Load or define your trained PyTorch model and set it to eval mode with model.eval().
Create a dummy input tensor matching the model's expected input shape and call torch.onnx.export(model, dummy_input, 'model.onnx', input_names=['input'], output_names=['output'], dynamic_axes={'input': {0: 'batch_size'}, 'output': {0: 'batch_size'}}) to export.
Verify the exported ONNX model using onnx.checker.check_model(onnx.load('model.onnx')) to catch structural errors.
Load the model in ONNX Runtime: session = onnxruntime.InferenceSession('model.onnx', providers=['CUDAExecutionProvider', 'CPUExecutionProvider']).
Run inference by calling session.run(output_names, {input_name: numpy_input}) where numpy_input is a NumPy array matching the input shape.
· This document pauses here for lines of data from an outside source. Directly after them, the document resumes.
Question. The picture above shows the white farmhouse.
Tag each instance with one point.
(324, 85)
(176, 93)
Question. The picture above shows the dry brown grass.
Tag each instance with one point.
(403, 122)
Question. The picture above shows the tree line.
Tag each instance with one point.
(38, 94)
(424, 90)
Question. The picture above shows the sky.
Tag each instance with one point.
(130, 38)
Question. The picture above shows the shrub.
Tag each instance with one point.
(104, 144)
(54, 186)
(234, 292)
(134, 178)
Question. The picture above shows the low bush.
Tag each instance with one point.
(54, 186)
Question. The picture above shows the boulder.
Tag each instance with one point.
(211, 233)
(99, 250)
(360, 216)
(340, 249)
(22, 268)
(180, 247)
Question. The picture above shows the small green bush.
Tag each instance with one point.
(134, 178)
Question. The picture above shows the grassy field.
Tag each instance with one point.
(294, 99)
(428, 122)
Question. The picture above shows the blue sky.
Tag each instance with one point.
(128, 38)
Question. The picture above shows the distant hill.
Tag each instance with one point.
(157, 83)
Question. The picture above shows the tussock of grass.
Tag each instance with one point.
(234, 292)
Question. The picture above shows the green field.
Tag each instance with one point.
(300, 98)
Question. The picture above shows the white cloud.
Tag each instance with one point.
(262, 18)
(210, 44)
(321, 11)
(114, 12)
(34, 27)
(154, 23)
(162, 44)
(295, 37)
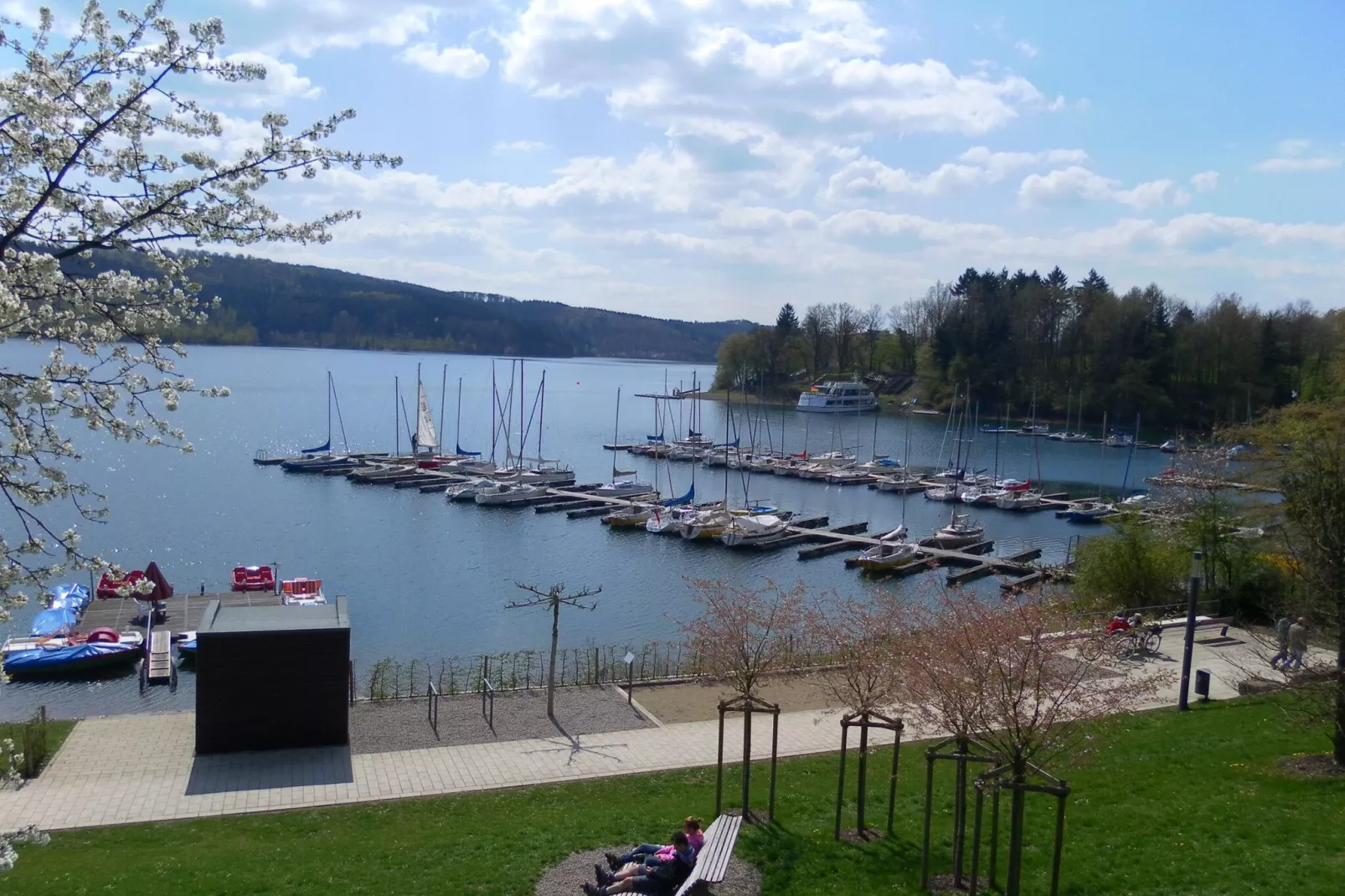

Compare ONNX Runtime outputs against the original PyTorch model outputs on the same input to validate numerical equivalence within a tolerance.
Known gotchas
Operations that depend on Python control flow (if statements over tensor values) may not export correctly unless the model uses torch.jit.script first or the dynamic behavior is refactored.
The opset version used during export must be supported by your version of ONNX Runtime; mismatched opsets cause a 'node not implemented' error at load time.
Dynamic axes must be declared explicitly for any dimension that varies at runtime; undeclared dynamic dimensions cause shape mismatch errors during inference.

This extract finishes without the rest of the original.